La Cantine fonctionne plus ou moins comme la Kuizin, dans le respect de l’expérience antérieure, mais la nouvelle équipe y a insufflé une atmosphère plus ouvertement méditerranéenne. « Le fait d’être des étrangers venus du Sud attire la curiosité, mais on ne pouvait pas en rester à cet attrait un peu exotique, constate Cosimo. La participation des habitués à la confection des menus a été une solution à ce petit problème. Ne pas être chez toi, ça t’oblige à t’ouvrir. Notre fonctionnement est familial, enraciné dans la culture de chacun. » En neuf mois, plus de cinquante personnes sont passées derrière le comptoir.
Sonia revient aux sources : « Il y a un an, c’est d’abord par curiosité que j’ai assisté aux réunions visant à mettre en place la suite de la Kuizin.

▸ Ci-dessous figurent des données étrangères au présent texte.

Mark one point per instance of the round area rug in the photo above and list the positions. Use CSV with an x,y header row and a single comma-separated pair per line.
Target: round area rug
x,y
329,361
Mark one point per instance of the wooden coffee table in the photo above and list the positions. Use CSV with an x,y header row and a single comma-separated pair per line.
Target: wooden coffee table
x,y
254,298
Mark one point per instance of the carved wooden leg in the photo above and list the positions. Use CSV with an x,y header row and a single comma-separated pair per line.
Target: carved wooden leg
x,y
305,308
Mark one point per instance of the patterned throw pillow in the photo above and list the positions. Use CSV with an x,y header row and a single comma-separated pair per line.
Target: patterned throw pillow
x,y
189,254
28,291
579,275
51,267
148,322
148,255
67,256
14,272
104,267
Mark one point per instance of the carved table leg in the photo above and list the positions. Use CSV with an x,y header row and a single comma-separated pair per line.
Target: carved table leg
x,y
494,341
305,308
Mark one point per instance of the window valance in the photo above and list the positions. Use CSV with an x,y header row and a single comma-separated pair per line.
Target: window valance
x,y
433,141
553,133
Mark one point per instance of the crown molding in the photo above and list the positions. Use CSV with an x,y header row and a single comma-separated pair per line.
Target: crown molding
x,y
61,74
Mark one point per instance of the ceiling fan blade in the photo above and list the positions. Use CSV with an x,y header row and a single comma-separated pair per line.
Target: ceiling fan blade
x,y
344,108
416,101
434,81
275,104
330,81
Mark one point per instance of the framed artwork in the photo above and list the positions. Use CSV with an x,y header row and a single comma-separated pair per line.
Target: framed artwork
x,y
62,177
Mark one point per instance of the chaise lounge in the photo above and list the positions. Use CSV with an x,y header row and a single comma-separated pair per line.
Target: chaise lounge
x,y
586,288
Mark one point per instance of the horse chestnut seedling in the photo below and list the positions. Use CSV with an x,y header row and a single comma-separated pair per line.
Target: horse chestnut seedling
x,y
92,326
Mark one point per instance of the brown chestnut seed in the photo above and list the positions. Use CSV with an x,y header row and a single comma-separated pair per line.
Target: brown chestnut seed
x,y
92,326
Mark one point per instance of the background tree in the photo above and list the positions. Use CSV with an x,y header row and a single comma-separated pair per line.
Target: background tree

Personne n’osait prendre le taureau par les cornes. Pourtant, on ne pouvait pas laisser tomber un tel espace, une cuisine aussi vaste, aussi bien équipée, un héritage aussi généreux. Le seul qui semblait vraiment convaincu, c’était Cosimo. Le jour où Juliette m’a dit qu’il jetait lui aussi l’éponge faute d’associés, je suis allée le voir. On ne se connaissait pas, mais j’avais goûté à sa cuisine et elle m’inspirait confiance. On s’est vus chez lui, avec sa petite famille, et on a décidé de se lancer ensemble dans l’aventure. » Giuseppe, en provenance d’un Mezzogiorno plus rural que celui de Cosimo, n’a pas tardé à les rejoindre : « Quelqu’un a dit un jour que nous sommes ce que nous mangeons, je suis d’accord avec ça. »1 Autre passagère spontanée devenue équipière régulière, Marie, jeune Allemande grandie dans les squats de Berlin, explique ses motivations : « J’ai eu une enfance mouvementée et, pour moi, les repas ont toujours été un point d’ancrage indispensable. » Fred, pensionnaire de l’Armée du Salut ayant vécu quinze ans dans sa voiture, ne dit pas autre chose : « Pour moi, les soupes populaires, ça a toujours été vital, pour me nourrir, mais aussi pour rencontrer des gens. »
« Mange, que tu fréquentes !2 » Il y a mille chemins pour accéder au saint des saints de la Cantine. Les ados Toni Merguez et Dounia le savent, eux qui s’y sont connus et ont vécu un flirt-éclair plein de rebondissements, en une seule semaine de stage ! « Les relations qui se tissent autour des marmites éveillent les sens, souligne Sonia d’un air complice. Les gens passent d’un côté à l’autre du comptoir et investissent la cuisine avec leurs recettes. Autour des fourneaux, s’ouvre un espace propice aux confidences, à la complicité. Nous aimons partager ce côté affectif, ça fait partie des plaisirs simples de la vie. » Des collaborations ponctuelles avec les associations comme les Nomades célestes ou l’Équitable café ont aussi permis d’ouvrir les portes à des populations très diverses, dont certaines dites « en difficulté ». « Nous sommes tous des cas sociaux à partir du moment où nous ne sommes pas satisfaits de l’existence que le système nous vend, clarifie Cosimo. Mais en prenant soin de mélanger des gens différents, nous évitons de nous laisser enfermer dans un rôle d’assistantes sociales. »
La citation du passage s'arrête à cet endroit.